Intrigued by the creative bauble with the metal top, Bailey decided to purchase the item and gift it to her daughter, Kat Bartlett, who runs a side business making glass art.
But shortly after Bailey returned home with her find, Bartlett noticed that perhaps her mother’s purchase was more than she bargained for: Inside, Bartlett said, were what appeared to be ashes that could belong to a person’s loved one, she claims.
“My mom tried to give it to me and said, ‘Look what I found, I got it at Savers,’ ” Bartlett said. “I said to her, ‘It looks like it’s ashes, Mom.’ And she had put a flashlight up to it — and it’s ashes.”
On Thursday, Bartlett did what many before her have done in the digital age, when mysteries surface and someone needs the help of social media sleuths to solve them. She signed onto Facebook, posted a picture of the artistic object, and asked for help finding its rightful owner.
“I am in desperate need of this post to go viral!” Bartlett wrote. “It breaks my heart that this was tossed away and just sitting on a shelf at Savers for $2. Please share this post and [Instant Message] me if you have any leads at all.”
Hundreds of people shared Bartlett’s plea within hours of it appearing online.
Before leveraging her followers to help get the $2 item — which is sealed shut — back to its original owner, Bartlett reached out to the store to let them know what her mother had found.
An employee there said Bartlett could bring in the item and they could “dispose of it properly,” Bartlett said. But that wasn’t good enough for her.
“I just want it returned to whoever it belongs to — a family member, I don’t really know,” she said in a telephone interview. “Hopefully somebody knows or sees it [online].”
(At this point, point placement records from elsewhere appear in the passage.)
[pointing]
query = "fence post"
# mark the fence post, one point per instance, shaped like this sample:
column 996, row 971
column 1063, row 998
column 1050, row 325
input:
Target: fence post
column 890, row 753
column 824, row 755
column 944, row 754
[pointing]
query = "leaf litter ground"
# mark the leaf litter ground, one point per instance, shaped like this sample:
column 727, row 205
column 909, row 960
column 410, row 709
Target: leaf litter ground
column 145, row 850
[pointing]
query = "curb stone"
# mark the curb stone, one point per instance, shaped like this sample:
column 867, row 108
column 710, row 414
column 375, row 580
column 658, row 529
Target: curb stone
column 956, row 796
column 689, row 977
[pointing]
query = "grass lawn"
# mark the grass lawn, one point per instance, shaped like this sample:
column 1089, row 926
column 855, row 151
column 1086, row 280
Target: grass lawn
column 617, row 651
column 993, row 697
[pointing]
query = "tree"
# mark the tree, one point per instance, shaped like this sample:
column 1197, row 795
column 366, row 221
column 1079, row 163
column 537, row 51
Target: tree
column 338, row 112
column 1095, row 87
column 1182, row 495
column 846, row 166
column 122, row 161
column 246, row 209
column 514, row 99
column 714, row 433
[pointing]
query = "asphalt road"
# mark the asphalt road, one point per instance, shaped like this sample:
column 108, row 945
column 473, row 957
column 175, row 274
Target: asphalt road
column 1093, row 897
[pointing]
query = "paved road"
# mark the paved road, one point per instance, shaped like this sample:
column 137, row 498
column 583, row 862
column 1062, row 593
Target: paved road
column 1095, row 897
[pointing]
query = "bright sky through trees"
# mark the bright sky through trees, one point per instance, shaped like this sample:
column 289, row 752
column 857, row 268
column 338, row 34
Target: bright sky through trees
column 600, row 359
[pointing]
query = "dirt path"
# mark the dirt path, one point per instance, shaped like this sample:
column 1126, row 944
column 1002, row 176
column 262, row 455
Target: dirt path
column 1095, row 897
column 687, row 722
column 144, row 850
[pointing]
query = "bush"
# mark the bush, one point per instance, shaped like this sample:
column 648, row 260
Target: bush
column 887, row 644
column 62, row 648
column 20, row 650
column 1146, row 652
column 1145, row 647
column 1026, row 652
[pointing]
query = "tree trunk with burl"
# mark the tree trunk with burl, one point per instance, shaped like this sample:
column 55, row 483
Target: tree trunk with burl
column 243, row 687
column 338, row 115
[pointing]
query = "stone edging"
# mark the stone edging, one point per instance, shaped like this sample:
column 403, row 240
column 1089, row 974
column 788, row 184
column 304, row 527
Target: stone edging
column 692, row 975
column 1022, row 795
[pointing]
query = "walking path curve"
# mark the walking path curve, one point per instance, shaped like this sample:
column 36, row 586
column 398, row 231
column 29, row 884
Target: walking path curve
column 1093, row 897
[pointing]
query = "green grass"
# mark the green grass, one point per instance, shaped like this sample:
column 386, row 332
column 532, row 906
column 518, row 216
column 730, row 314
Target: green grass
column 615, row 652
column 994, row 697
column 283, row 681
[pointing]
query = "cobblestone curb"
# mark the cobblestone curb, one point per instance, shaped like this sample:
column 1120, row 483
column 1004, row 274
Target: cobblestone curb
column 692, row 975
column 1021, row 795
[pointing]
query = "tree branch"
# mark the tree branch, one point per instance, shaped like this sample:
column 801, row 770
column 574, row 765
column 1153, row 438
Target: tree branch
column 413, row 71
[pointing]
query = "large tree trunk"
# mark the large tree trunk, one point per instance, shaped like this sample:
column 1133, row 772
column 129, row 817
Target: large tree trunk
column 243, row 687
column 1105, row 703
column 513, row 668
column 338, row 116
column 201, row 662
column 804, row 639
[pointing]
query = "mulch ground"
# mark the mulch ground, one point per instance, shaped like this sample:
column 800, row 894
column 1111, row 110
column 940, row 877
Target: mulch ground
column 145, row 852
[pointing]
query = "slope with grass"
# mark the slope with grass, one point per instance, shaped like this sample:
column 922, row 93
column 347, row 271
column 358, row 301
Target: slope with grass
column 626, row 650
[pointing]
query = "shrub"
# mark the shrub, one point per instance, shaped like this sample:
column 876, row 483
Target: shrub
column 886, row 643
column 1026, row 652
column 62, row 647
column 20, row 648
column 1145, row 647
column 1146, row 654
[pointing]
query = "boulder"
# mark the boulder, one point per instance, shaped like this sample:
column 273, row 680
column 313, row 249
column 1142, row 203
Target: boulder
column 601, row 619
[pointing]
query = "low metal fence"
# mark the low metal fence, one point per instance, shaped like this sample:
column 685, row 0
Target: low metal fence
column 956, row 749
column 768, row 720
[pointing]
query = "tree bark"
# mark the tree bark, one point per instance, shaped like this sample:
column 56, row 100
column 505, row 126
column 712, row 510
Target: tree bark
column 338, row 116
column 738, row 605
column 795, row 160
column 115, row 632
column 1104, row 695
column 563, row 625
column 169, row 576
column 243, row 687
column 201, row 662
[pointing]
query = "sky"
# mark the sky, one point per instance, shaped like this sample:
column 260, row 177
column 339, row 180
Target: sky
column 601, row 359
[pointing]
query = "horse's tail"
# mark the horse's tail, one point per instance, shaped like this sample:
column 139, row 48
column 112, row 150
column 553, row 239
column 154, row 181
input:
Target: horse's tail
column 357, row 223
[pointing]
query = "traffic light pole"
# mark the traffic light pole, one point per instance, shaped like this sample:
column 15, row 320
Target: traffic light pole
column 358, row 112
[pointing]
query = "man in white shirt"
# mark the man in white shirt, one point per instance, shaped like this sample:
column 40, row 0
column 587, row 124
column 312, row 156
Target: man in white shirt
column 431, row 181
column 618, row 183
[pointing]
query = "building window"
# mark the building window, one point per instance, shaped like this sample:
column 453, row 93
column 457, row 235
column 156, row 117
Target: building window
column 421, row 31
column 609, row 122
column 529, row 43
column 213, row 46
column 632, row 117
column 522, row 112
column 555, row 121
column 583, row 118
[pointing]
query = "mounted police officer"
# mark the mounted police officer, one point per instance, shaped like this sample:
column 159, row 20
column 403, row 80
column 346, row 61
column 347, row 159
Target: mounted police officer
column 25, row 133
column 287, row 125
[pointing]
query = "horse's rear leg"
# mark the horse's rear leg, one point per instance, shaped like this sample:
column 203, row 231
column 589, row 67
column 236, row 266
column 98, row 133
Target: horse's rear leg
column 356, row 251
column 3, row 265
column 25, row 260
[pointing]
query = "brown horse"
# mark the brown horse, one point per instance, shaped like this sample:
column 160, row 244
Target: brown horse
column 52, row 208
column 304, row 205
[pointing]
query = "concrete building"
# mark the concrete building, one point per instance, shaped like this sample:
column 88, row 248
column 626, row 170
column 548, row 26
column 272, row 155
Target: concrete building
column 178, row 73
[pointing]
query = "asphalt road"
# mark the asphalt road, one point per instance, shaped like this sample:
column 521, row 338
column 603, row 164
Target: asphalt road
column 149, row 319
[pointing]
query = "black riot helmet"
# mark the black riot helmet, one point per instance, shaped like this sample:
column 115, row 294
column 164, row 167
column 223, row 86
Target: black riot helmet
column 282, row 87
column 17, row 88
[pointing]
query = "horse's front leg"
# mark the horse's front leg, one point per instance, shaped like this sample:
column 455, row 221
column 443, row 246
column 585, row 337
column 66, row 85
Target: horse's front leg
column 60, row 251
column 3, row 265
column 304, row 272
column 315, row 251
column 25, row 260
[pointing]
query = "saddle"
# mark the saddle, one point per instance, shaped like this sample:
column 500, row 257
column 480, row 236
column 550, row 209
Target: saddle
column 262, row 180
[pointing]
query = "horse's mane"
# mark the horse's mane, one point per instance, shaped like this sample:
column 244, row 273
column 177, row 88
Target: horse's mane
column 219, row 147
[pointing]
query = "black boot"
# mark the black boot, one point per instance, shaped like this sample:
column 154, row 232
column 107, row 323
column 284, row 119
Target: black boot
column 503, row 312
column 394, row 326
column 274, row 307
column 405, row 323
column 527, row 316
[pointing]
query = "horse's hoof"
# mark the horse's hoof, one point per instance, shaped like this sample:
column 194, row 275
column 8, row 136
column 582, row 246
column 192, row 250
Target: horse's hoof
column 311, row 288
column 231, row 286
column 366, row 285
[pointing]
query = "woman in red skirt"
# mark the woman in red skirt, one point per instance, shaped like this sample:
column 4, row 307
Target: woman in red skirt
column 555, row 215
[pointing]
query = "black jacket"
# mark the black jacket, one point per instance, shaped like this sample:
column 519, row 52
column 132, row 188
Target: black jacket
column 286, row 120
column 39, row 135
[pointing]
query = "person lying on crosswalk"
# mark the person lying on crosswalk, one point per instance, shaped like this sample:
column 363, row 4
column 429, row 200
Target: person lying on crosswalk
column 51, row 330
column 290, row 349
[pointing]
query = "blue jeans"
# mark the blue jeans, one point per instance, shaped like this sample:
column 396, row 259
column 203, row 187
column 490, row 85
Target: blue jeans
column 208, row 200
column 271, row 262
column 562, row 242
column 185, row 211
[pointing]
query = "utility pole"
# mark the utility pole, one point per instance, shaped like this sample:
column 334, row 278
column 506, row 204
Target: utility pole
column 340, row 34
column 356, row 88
Savers, which is headquartered in Bellevue, Wash., and has stores all over the country, including New England, accepts a range of donations that the company then resells to its customers.
According to its website, the stores take clothing accessories, shoes, electrical devices, and “knick knacks” like jewelry, crafts, mugs, candles, and ornaments similar to the one Bartlett’s mother had purchased.
An employee who answered the phone Thursday at the Plymouth location directed the Globe to the company’s corporate offices. Several calls to a company spokesperson were not immediately returned.
Bartlett said she doesn’t know how the glass ornament could have ended up in the store, but if she had to guess, it’s possible that someone had cleaned out an estate or emptied a relative’s house and didn’t realize what they were giving up.
To her, it doesn’t matter. What matters is that it gets to where it belongs.
“It was probably a mistake,” she said. “I just know I don’t want one of my family members, whether it’s an animal or not, in Savers for $2.”Steve Annear can be reached at firstname.lastname@example.org. Follow him on Twitter @steveannear.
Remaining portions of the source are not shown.